Cash-strapped Greece is poised to pay €450m (£328m, $487m) as a loan instalment to the International Monetary Fund (IMF) on the deadline date of 9 April.
"The payment has been scheduled and will go out later today," a government official was quoted as saying, according to a Reuters report.
Greece managed to raise €1.14bn in six-month treasury bills earlier in April to keep itself afloat.
Troubled Athens has been in talks with its eurozone partners and the IMF on a package of reforms for receiving further aid.
Eurozone deputy finance ministers earlier gave Athens a deadline of six working days to come up with revised reform proposals to unlock bailout aid, according to Greek newspaper Kathimerini.
Athens submitted a 26-page reform proposal but the EU and IMF were of the opinion that the proposal's revenue projections were too optimistic and that it failed to address key issues of pensions and labour markets.
The issue will be discussed at a meeting of the eurozone's finance ministers in Riga on 24 April.
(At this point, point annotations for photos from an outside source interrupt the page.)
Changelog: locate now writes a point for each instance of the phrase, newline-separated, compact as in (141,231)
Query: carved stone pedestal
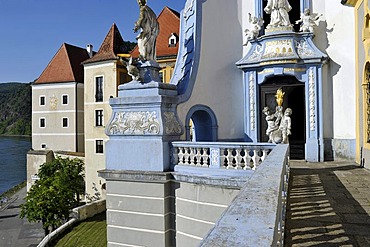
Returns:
(149,71)
(143,123)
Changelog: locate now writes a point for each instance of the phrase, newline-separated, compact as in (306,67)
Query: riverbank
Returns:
(8,196)
(9,193)
(15,231)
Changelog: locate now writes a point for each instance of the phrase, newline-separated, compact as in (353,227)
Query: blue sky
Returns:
(31,31)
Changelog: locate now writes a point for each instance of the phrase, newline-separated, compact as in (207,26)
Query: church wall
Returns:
(219,84)
(335,38)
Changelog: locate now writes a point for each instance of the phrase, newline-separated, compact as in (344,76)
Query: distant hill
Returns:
(15,108)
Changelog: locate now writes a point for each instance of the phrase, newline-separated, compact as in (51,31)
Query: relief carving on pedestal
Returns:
(134,123)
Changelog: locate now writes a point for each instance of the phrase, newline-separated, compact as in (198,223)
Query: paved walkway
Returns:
(328,205)
(16,232)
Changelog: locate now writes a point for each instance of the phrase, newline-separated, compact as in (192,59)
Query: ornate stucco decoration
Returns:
(278,9)
(252,103)
(172,126)
(311,92)
(134,123)
(278,49)
(303,49)
(257,53)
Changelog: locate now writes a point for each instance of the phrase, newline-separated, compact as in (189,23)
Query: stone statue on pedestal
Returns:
(256,25)
(149,26)
(145,69)
(278,123)
(279,13)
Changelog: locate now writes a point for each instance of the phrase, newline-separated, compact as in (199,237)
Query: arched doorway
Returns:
(295,99)
(201,124)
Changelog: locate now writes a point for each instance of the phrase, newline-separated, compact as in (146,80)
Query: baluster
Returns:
(255,159)
(181,155)
(175,156)
(244,156)
(229,158)
(198,155)
(223,158)
(238,158)
(248,159)
(264,154)
(205,156)
(186,156)
(191,156)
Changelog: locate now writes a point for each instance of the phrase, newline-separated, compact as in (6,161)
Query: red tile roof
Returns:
(112,45)
(169,22)
(65,66)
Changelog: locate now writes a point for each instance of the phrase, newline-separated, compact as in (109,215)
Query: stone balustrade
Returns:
(256,216)
(222,155)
Greece expects to reach a deal with creditors by then, according to minister of state Alekos Flabouraris.
Athens has received two bailout loans from the troika of lenders including the European Central Bank, the European Union and the IMF totalling €240bn since 2010. In return, the country promised to implement tough austerity measures.
The newly elected, left-led government challenged the austerity programmes and the lenders have frozen further aid to the country. The parties are required to reach an agreement on a new package of economic reforms in order to unlock further aid.